Rotenberg’s organization sent a letter to the Senate Commerce Committee Tuesday calling on the FTC to scrutinize new AI business practices, citing concerns about safeguards for protecting personal data.
While all companies that buy this material say they take anonymization seriously, data industry veterans say that the process is far from simple. There’s no “on-off switch” for personally identifiable information tethered to a career’s worth of work.
“If anonymization's not done correctly, there are risks that companies who have access to the data would be able to see the activities of individual organizations and people, and then if not treated carefully, could leak into model output,” said Bobby Samuels, whose company Protege specializes in navigating the complex regulatory and legal landscape of real-world data.
Beyond anonymization, there’s a chance a person’s chats could be “regurgitated” by AI models. One 2020 study from institutions including OpenAI and Google showed that large language models can unintentionally memorize sequences from their training data verbatim, which can then be extracted with the right prompts.
Reinforcement learning ‘gyms’
The demand for this real-world enterprise data has spurred on a new industry of ‘reinforcement learning gyms,’ which specialize in using defunct company data to build simulated environments where AI agents can practice navigating real workplaces. It’s becoming a big money maker: Anthropic is contemplating spending $1 billion on so-called “RL gyms” this year, the Information has reported. There are already around 50 nascent startups in the space, and data labeling companies like Mercor and micro1 whose revenue mostly comes from paying humans to generate training data, are also getting into the game. Some RL gym startups are already commanding hefty valuations: Prime Intellect’s is now over $1 billion, according to a source familiar with the matter, and Fleet is in talks to raise at a $750 million valuation, according to the Information. Prime Intellect did not respond to a request for comment.
One company, AfterQuery, sells a series of off-the-shelf “worlds” to AI labs, with names such as “Big Tech World”, “Finance World”, and “Tax World”, where an AI agent practices navigating a digital office, interacting with simulated user agents, and learning to solve real-world problems.
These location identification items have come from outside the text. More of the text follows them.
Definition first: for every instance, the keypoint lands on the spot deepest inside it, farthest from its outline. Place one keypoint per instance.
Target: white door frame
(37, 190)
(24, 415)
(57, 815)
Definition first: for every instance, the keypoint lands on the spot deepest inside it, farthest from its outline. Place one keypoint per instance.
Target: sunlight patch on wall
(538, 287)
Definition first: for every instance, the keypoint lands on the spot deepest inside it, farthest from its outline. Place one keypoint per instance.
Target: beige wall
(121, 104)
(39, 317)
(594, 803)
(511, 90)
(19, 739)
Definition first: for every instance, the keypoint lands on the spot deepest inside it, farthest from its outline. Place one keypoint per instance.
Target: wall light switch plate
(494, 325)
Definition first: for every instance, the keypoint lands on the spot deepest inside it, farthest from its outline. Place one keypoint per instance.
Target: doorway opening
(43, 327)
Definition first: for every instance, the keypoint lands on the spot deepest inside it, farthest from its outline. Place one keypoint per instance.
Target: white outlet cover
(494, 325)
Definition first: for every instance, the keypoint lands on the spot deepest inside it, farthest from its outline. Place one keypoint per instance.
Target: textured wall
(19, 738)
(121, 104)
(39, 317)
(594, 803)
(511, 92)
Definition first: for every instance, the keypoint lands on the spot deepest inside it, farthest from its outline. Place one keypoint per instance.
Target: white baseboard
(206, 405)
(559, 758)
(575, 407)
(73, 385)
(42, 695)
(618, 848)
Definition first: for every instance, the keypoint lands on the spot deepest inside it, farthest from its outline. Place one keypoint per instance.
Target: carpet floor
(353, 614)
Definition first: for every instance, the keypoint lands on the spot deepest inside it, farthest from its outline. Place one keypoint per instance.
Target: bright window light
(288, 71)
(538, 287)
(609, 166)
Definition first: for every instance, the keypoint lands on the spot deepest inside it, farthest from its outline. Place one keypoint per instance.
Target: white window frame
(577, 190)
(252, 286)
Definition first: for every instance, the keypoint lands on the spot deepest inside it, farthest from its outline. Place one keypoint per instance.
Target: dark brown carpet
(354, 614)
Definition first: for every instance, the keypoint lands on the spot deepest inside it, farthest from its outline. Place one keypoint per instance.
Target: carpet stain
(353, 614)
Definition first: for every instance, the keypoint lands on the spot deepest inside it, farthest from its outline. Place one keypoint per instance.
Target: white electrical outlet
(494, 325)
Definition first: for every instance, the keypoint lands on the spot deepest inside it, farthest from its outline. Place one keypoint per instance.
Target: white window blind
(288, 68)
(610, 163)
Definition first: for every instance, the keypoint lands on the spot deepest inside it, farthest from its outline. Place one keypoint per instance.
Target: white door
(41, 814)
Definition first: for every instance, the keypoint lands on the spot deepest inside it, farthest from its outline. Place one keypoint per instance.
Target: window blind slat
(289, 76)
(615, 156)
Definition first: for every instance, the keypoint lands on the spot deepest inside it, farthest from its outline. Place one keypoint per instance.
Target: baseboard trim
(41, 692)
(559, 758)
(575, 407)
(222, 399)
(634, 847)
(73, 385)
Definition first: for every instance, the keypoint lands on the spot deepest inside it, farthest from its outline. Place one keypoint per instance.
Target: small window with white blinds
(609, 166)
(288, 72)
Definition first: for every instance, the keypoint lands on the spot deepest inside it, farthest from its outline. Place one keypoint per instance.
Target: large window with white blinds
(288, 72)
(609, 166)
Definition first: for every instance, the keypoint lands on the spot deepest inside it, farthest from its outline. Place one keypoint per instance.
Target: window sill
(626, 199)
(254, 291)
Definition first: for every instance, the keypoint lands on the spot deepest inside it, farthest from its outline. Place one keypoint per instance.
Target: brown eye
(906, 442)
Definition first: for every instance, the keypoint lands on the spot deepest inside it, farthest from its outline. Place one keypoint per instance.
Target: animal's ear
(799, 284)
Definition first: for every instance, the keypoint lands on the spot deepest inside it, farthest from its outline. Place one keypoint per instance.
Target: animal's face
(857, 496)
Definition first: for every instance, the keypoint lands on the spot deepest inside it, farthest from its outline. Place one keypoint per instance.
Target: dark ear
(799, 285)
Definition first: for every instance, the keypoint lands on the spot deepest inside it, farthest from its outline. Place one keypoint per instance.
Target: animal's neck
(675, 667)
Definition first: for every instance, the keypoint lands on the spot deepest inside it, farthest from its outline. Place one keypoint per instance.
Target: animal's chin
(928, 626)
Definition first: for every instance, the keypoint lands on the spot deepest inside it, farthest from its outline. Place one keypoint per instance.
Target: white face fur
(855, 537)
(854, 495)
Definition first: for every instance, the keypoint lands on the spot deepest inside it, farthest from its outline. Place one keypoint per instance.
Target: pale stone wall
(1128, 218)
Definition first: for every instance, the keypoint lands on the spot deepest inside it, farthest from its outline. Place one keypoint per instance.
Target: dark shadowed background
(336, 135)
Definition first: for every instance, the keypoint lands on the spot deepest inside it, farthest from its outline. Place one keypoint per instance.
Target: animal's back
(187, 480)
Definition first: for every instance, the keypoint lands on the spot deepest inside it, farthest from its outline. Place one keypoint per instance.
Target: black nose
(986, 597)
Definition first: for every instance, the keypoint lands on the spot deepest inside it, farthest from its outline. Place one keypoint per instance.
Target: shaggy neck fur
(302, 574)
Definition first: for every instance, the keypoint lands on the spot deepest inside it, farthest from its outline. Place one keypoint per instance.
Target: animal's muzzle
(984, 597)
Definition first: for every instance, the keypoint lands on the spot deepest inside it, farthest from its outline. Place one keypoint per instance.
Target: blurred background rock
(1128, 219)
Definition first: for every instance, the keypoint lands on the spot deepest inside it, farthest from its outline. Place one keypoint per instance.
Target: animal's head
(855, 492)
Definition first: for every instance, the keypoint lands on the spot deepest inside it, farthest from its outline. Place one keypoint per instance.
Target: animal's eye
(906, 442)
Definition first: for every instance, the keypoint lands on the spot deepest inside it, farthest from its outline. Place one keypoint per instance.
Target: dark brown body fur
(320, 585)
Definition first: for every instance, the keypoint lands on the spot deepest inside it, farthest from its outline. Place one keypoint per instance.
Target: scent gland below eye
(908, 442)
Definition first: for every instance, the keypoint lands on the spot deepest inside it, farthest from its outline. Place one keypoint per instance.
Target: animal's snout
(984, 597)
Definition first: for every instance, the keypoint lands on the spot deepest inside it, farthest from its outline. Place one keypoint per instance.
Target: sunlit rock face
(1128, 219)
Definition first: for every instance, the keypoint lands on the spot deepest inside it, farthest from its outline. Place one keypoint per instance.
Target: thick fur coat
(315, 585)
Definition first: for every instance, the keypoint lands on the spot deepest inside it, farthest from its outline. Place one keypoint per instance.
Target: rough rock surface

An example task reads like middle-management drudgery: the agent is told to plan a birthday for a coworker named Bob. But unbeknownst to the AI agent, another coworker is also planning one. To make matters worse, the AI agent has forgotten when Bob’s birthday is. To succeed, it has to message other employees, do some detective work and then chat with others to decide whether to join forces or abandon the original plan.
Seen in that light, maybe the hours you thought you were wasting on Slack could actually be the most enduring work you ever did. That is, unless the AI model—having memorized your data a little too well—accidentally reveals to the next generation of office workers that you were the coworker who forgot Bob’s birthday.